These cereals definitely aren't as sugary as they used to be as the cereal bits no longer have the frosted coating on them, I think they got rid of that sometime in the early 90's when they started cracking down on the sugar content of cereals! Me personally I wish they still had the sugar coating, they definitely don't taste as good as they used to; Anyone else missing the sugar dose you can use these in place of Rice Krispies in your "Rice Krispie" treats and that brings back that sugary-monster taste of days gone by!!


----------



## kprimm (Apr 3, 2009)

I love them all! I am a big fan of most of the cereal from ages past. I am a big fan of all things Nostalgic. One of my favorites was Freakies cereal, I just loved the Characters.


----------



## hallorenescene (Dec 28, 2007)

zombie, i want those head bobbers and rings. i even like the cd. i don't know what those one things are. i've never seen any of them before. sooooo cute


----------



## tomanderson (Dec 6, 2007)

Yes, indeed. I had these in the 70's and loved 'em, especially BooBerry, very bizarre to use a ghost to sell cereal. But the commercials and box designs for these cereals had a very imaginative and atmospheric quality. It's true they are much less sugary now, and the flavors are less intense I think too.


----------



## zombiehorror (Apr 6, 2009)

hallorenescene said:


> i don't know what those one things are. i've never seen any of them before. sooooo cute


Those are cereal boxes from 2003, they have a flap that opens (but these of course are unused) to reveal the monster behind it.


----------



## hallorenescene (Dec 28, 2007)

thanks zombie, probably worth more unopened, but i would have ate them. no restraint i guess


----------



## zombiehorror (Apr 6, 2009)

hallorenescene said:


> thanks zombie, probably worth more unopened, but i would have ate them. no restraint i guess


Oh no, I definitely ate the cereal, those boxes are completely empty but I did open them carefully and then glue them closed; Just the front flap seal has never been broken!


----------



## hallorenescene (Dec 28, 2007)

that is rich zombie, sounds like me. that made me crack up.


----------



## 22606 (Aug 11, 2008)

I don't remember most of the premiums shown here lately, but they are very cool

I found a little on what I was talking about awhile back (mail-in glowing ghost figurines). They were also released as a toy line called 'Glow Ghost' in some places, apparently. The green one is which I own: http://farm4.static.flickr.com/3040/3042001802_93b72332d9_o.jpg. This is the site I located the info at, which still hasn't cleared up muchrolleyes: http://www.littlerubberguys.com/forums/index.php?showtopic=26918&st=0. The 4th post is the one that backs up what I was thinking


----------



## grogan81 (Sep 27, 2010)

I love the monster cereals! When October hits I buy them as I see them on the shelves. One of our local stores usually has some of them on the shelves periodically throughout the year. I remember one time a few years ago my wife and I were grocery shopping there in the summer. We were in the cereal aisle and she told me to pick out some cereals. I went down the aisle and lo and behold they had Frankenberry! I grabbed a box and yelled,"They got Frankenberry!" The look on her face was priceless. It said "I'm with a giant kid".


----------



## hallorenescene (Dec 28, 2007)

garth, i never would have known what those characters were if i saw them around. thanks for the awareness lesson


----------



## 22606 (Aug 11, 2008)

hallorenescene said:


> garth, i never would have known what those characters were if i saw them around. thanks for the awareness lesson


Not a problem, hallo. I reeducated myself a bit in the process, too


----------



## GobbyGruesome (Sep 14, 2005)

Ok, this is way outside my area of expertise but I saw this on the Ad Age blog so I thought I'd just...put it...here.

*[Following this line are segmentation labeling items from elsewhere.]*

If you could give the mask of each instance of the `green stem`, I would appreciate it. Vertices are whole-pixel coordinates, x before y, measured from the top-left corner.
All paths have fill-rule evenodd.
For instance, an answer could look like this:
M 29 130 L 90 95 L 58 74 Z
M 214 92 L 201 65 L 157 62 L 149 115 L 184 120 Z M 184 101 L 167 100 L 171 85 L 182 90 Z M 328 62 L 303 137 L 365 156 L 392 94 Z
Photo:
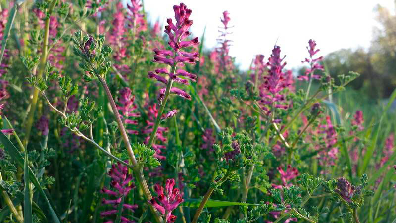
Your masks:
M 56 0 L 53 0 L 51 2 L 51 5 L 50 6 L 49 11 L 48 14 L 50 15 L 53 10 L 55 5 L 56 5 Z M 48 56 L 48 39 L 50 35 L 50 17 L 48 17 L 46 19 L 45 25 L 44 26 L 44 37 L 43 42 L 43 46 L 42 47 L 41 52 L 42 55 L 41 56 L 40 63 L 39 64 L 39 70 L 37 73 L 37 77 L 40 78 L 43 76 L 46 68 L 46 64 L 47 63 L 47 58 Z M 36 88 L 33 89 L 33 97 L 32 98 L 32 101 L 31 102 L 30 110 L 29 111 L 29 114 L 26 121 L 25 125 L 26 133 L 25 135 L 25 139 L 24 140 L 24 144 L 25 148 L 27 148 L 27 144 L 29 142 L 29 137 L 30 136 L 30 131 L 32 129 L 32 125 L 33 123 L 33 119 L 34 118 L 34 113 L 36 112 L 36 107 L 37 106 L 37 101 L 39 99 L 39 93 L 40 90 Z
M 359 217 L 357 215 L 357 208 L 353 209 L 353 221 L 355 222 L 355 223 L 360 223 L 360 221 L 359 221 Z
M 174 65 L 172 67 L 171 72 L 173 73 L 175 73 L 176 72 L 176 66 Z M 157 118 L 155 119 L 155 123 L 154 124 L 154 126 L 152 127 L 152 132 L 151 132 L 151 134 L 150 135 L 150 141 L 148 142 L 148 149 L 151 148 L 151 146 L 152 145 L 152 143 L 154 142 L 154 139 L 155 139 L 155 136 L 157 134 L 157 130 L 158 130 L 158 127 L 159 127 L 159 122 L 161 122 L 161 117 L 162 116 L 162 113 L 164 112 L 164 109 L 165 109 L 165 106 L 166 105 L 166 102 L 168 101 L 168 97 L 169 96 L 170 93 L 170 90 L 172 88 L 172 84 L 173 83 L 173 81 L 172 79 L 169 79 L 169 80 L 168 81 L 168 83 L 166 84 L 166 90 L 165 91 L 165 96 L 164 96 L 164 99 L 162 102 L 162 105 L 161 105 L 161 107 L 159 108 L 159 110 L 158 112 L 158 114 L 157 115 Z
M 206 204 L 206 202 L 207 202 L 207 201 L 209 200 L 209 198 L 210 197 L 210 195 L 212 195 L 212 193 L 213 193 L 214 190 L 214 188 L 211 188 L 209 189 L 209 190 L 207 191 L 206 194 L 205 194 L 205 196 L 203 197 L 203 199 L 202 199 L 200 204 L 199 205 L 199 207 L 198 208 L 198 209 L 195 213 L 195 215 L 194 215 L 194 218 L 193 219 L 193 221 L 191 222 L 192 223 L 197 223 L 197 221 L 198 220 L 198 218 L 199 218 L 199 216 L 201 215 L 201 213 L 203 210 L 203 208 L 205 207 L 205 205 Z
M 1 171 L 0 171 L 0 181 L 2 180 L 2 176 L 1 175 Z M 14 204 L 12 203 L 12 201 L 11 200 L 9 196 L 8 196 L 8 194 L 7 193 L 7 191 L 2 188 L 2 186 L 1 186 L 1 188 L 2 189 L 1 195 L 2 195 L 4 201 L 5 201 L 5 203 L 7 204 L 7 205 L 9 208 L 9 210 L 11 211 L 11 212 L 15 216 L 15 218 L 18 222 L 20 223 L 23 223 L 23 217 L 19 215 L 19 214 L 18 213 L 18 211 L 16 210 L 16 208 L 14 206 Z
M 128 137 L 128 135 L 127 134 L 126 131 L 125 130 L 125 128 L 124 126 L 124 124 L 122 123 L 122 120 L 121 119 L 121 117 L 120 116 L 119 114 L 118 113 L 118 109 L 117 108 L 117 106 L 115 105 L 115 102 L 114 102 L 114 99 L 113 99 L 113 96 L 111 95 L 111 93 L 110 91 L 110 89 L 108 88 L 108 86 L 107 86 L 107 84 L 99 76 L 98 78 L 99 81 L 100 82 L 100 83 L 103 86 L 103 88 L 104 89 L 104 92 L 106 93 L 106 95 L 107 96 L 107 98 L 108 99 L 109 102 L 110 103 L 110 105 L 111 107 L 111 109 L 113 110 L 113 112 L 114 114 L 115 117 L 115 120 L 117 121 L 117 124 L 118 125 L 118 128 L 120 130 L 120 132 L 121 132 L 121 136 L 122 137 L 122 139 L 124 141 L 124 144 L 125 144 L 125 146 L 127 148 L 127 151 L 128 151 L 128 155 L 129 156 L 129 158 L 131 160 L 131 162 L 132 162 L 132 164 L 133 166 L 132 169 L 135 173 L 135 178 L 136 179 L 138 183 L 139 183 L 139 186 L 140 186 L 141 188 L 142 189 L 142 191 L 143 191 L 143 194 L 144 194 L 145 198 L 146 198 L 147 201 L 149 201 L 152 199 L 152 196 L 151 195 L 151 192 L 150 192 L 150 189 L 148 188 L 148 186 L 147 185 L 147 182 L 146 181 L 146 179 L 145 178 L 145 176 L 143 174 L 143 165 L 140 165 L 138 163 L 137 160 L 136 160 L 136 157 L 135 157 L 135 154 L 133 152 L 133 150 L 132 149 L 132 147 L 131 146 L 131 144 L 129 142 L 129 139 Z M 171 81 L 169 81 L 169 83 L 171 83 Z M 169 94 L 169 92 L 168 92 Z M 165 100 L 164 100 L 165 101 Z M 165 101 L 166 102 L 166 101 Z M 163 106 L 161 107 L 162 111 L 163 111 Z M 158 125 L 159 123 L 159 121 L 158 120 L 158 117 L 160 117 L 162 115 L 162 112 L 161 114 L 158 113 L 158 116 L 157 117 L 157 120 L 158 122 Z M 157 129 L 158 129 L 158 125 L 157 126 Z M 155 129 L 155 131 L 156 132 L 156 130 Z M 151 142 L 152 143 L 152 142 Z M 148 148 L 150 148 L 149 147 Z M 159 216 L 158 212 L 154 208 L 154 207 L 152 205 L 149 205 L 150 207 L 150 209 L 151 209 L 151 213 L 152 213 L 153 215 L 154 216 L 154 219 L 155 221 L 159 223 L 162 221 L 162 218 Z

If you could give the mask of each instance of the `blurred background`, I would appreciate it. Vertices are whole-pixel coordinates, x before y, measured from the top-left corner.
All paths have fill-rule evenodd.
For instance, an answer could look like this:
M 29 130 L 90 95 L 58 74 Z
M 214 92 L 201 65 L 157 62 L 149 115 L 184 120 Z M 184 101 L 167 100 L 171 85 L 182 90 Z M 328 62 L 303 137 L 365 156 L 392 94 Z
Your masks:
M 180 1 L 145 0 L 145 10 L 151 23 L 158 21 L 163 27 L 174 15 L 169 5 Z M 248 69 L 255 55 L 268 58 L 276 44 L 287 56 L 286 68 L 297 75 L 303 72 L 301 61 L 307 56 L 308 40 L 313 39 L 330 75 L 360 73 L 351 85 L 359 92 L 379 99 L 396 87 L 393 0 L 182 1 L 193 9 L 191 31 L 200 37 L 204 31 L 204 45 L 209 50 L 218 46 L 220 17 L 228 11 L 234 26 L 230 54 L 242 70 Z

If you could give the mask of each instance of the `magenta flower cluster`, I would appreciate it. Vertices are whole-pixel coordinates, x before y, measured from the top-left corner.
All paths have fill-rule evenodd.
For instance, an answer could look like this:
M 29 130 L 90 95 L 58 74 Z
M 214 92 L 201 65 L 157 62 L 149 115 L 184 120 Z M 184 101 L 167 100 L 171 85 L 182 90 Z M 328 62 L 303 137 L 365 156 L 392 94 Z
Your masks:
M 282 71 L 286 65 L 286 62 L 283 62 L 285 56 L 281 57 L 280 47 L 274 47 L 272 54 L 267 63 L 268 74 L 263 77 L 263 82 L 259 88 L 259 95 L 261 98 L 260 102 L 263 105 L 262 109 L 268 114 L 271 113 L 271 107 L 282 109 L 288 108 L 288 106 L 285 104 L 286 97 L 282 92 L 291 84 L 288 76 L 290 74 Z
M 282 166 L 278 167 L 277 169 L 281 175 L 282 185 L 272 184 L 272 187 L 275 189 L 282 189 L 282 187 L 290 187 L 293 186 L 293 184 L 290 183 L 289 182 L 299 175 L 298 170 L 295 167 L 292 167 L 290 165 L 288 165 L 286 171 L 284 170 L 283 167 Z
M 166 180 L 165 191 L 163 187 L 155 184 L 154 188 L 158 196 L 149 201 L 160 213 L 165 216 L 167 223 L 175 222 L 176 217 L 172 214 L 172 212 L 184 201 L 179 189 L 173 188 L 174 186 L 175 180 L 173 179 Z
M 309 64 L 310 67 L 306 69 L 305 76 L 299 76 L 298 78 L 301 80 L 309 80 L 310 78 L 319 79 L 320 76 L 315 75 L 315 71 L 316 70 L 323 70 L 323 66 L 321 65 L 319 62 L 323 60 L 323 56 L 320 56 L 317 58 L 314 58 L 314 56 L 319 51 L 319 49 L 315 49 L 316 47 L 316 42 L 313 40 L 309 40 L 308 41 L 309 46 L 306 47 L 308 52 L 309 53 L 309 58 L 305 58 L 305 60 L 301 61 L 302 63 L 307 63 Z M 309 77 L 310 74 L 311 76 Z
M 334 190 L 343 199 L 347 202 L 351 202 L 351 199 L 353 196 L 355 191 L 355 186 L 352 186 L 350 183 L 344 177 L 337 179 L 337 187 Z
M 169 38 L 168 44 L 172 47 L 173 50 L 160 50 L 155 48 L 154 49 L 155 54 L 153 60 L 154 62 L 171 66 L 172 70 L 168 71 L 166 68 L 157 69 L 154 72 L 149 72 L 148 77 L 156 79 L 158 82 L 165 85 L 167 85 L 169 81 L 188 85 L 187 80 L 180 78 L 179 76 L 183 76 L 192 81 L 195 82 L 197 75 L 190 73 L 184 70 L 177 69 L 177 67 L 183 66 L 185 63 L 195 64 L 195 62 L 199 60 L 199 55 L 198 52 L 189 53 L 181 50 L 198 45 L 198 38 L 196 37 L 190 40 L 184 40 L 191 34 L 188 29 L 193 24 L 193 21 L 189 19 L 191 14 L 191 10 L 187 8 L 182 3 L 181 3 L 180 5 L 174 6 L 173 10 L 175 11 L 176 24 L 174 24 L 172 19 L 169 18 L 166 20 L 168 25 L 165 27 L 165 32 L 168 34 Z M 160 74 L 168 75 L 169 80 L 158 75 Z M 162 88 L 160 90 L 158 97 L 160 102 L 161 102 L 165 97 L 165 90 L 166 88 Z M 176 87 L 172 87 L 170 89 L 170 93 L 175 94 L 187 100 L 191 99 L 191 96 L 188 94 Z
M 319 163 L 321 165 L 333 166 L 338 159 L 338 149 L 334 146 L 337 141 L 337 134 L 330 116 L 326 117 L 326 124 L 319 125 L 319 128 L 318 133 L 324 134 L 323 140 L 325 144 L 324 148 L 319 148 Z
M 150 141 L 150 135 L 153 131 L 153 126 L 154 126 L 155 119 L 158 116 L 158 110 L 156 108 L 156 104 L 154 104 L 153 106 L 148 107 L 148 118 L 146 120 L 147 126 L 143 129 L 143 133 L 147 134 L 147 136 L 145 138 L 144 143 L 146 145 L 148 144 Z M 158 130 L 155 134 L 155 139 L 159 140 L 162 143 L 166 143 L 168 140 L 165 137 L 164 134 L 168 131 L 168 128 L 162 126 L 158 126 Z M 161 160 L 164 160 L 166 157 L 161 155 L 162 150 L 166 149 L 166 146 L 165 145 L 161 145 L 155 143 L 155 141 L 152 143 L 152 148 L 155 151 L 155 154 L 154 154 L 154 157 Z
M 131 191 L 135 188 L 135 184 L 133 183 L 132 174 L 128 174 L 128 167 L 119 163 L 117 165 L 113 164 L 111 168 L 108 171 L 108 175 L 111 178 L 110 184 L 114 190 L 110 190 L 103 187 L 101 193 L 107 194 L 110 197 L 114 198 L 113 199 L 106 199 L 103 198 L 102 204 L 109 205 L 111 208 L 110 210 L 105 211 L 100 213 L 102 217 L 110 215 L 116 215 L 118 212 L 118 206 L 120 205 L 123 197 L 125 197 Z M 137 205 L 129 205 L 122 204 L 122 211 L 128 210 L 134 212 L 135 209 L 138 208 Z M 122 222 L 132 223 L 135 222 L 130 220 L 128 218 L 121 216 Z M 106 222 L 107 223 L 112 223 L 112 221 Z

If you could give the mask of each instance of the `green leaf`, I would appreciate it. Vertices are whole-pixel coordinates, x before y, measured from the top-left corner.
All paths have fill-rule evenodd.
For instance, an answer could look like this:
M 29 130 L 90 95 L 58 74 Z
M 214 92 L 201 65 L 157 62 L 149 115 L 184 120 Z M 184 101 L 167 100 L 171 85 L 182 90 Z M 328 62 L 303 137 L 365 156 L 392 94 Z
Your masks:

General Mills Gives Frute Brute a Reboot!

http://adage.com/article/adages/general-mills-frute-brute-a-reboot/243739/


----------



## DarkManDustin (Jun 30, 2011)

They were out year- round when I was growing up. The big one when I was a kid was Froot Loops Marshmallow Ghosts. They're supposed to be bringing Fruit Brute and Yummy Mummy back. Count Chocula was my fave.


----------



## sambone (Aug 16, 2007)

Awesome, i hope they have some toys that will be part of the promotion!


----------



## Shadowbat (Sep 27, 2009)

Oh I can't wait!


----------



## Paul Melniczek (Jun 5, 2009)

I like the Count Chocula. It's available all year long around here.


----------



## Dr. Phibes (Nov 10, 2010)

Druidess said:


> I love these. Strangely enough, I spent a rather large amount of time today reproducing the boxes in miniature for my halloween dollhouse. I went with the boxes from somewhere in the 90's I think. The advertisement on one was for the Munsters. It really took me back.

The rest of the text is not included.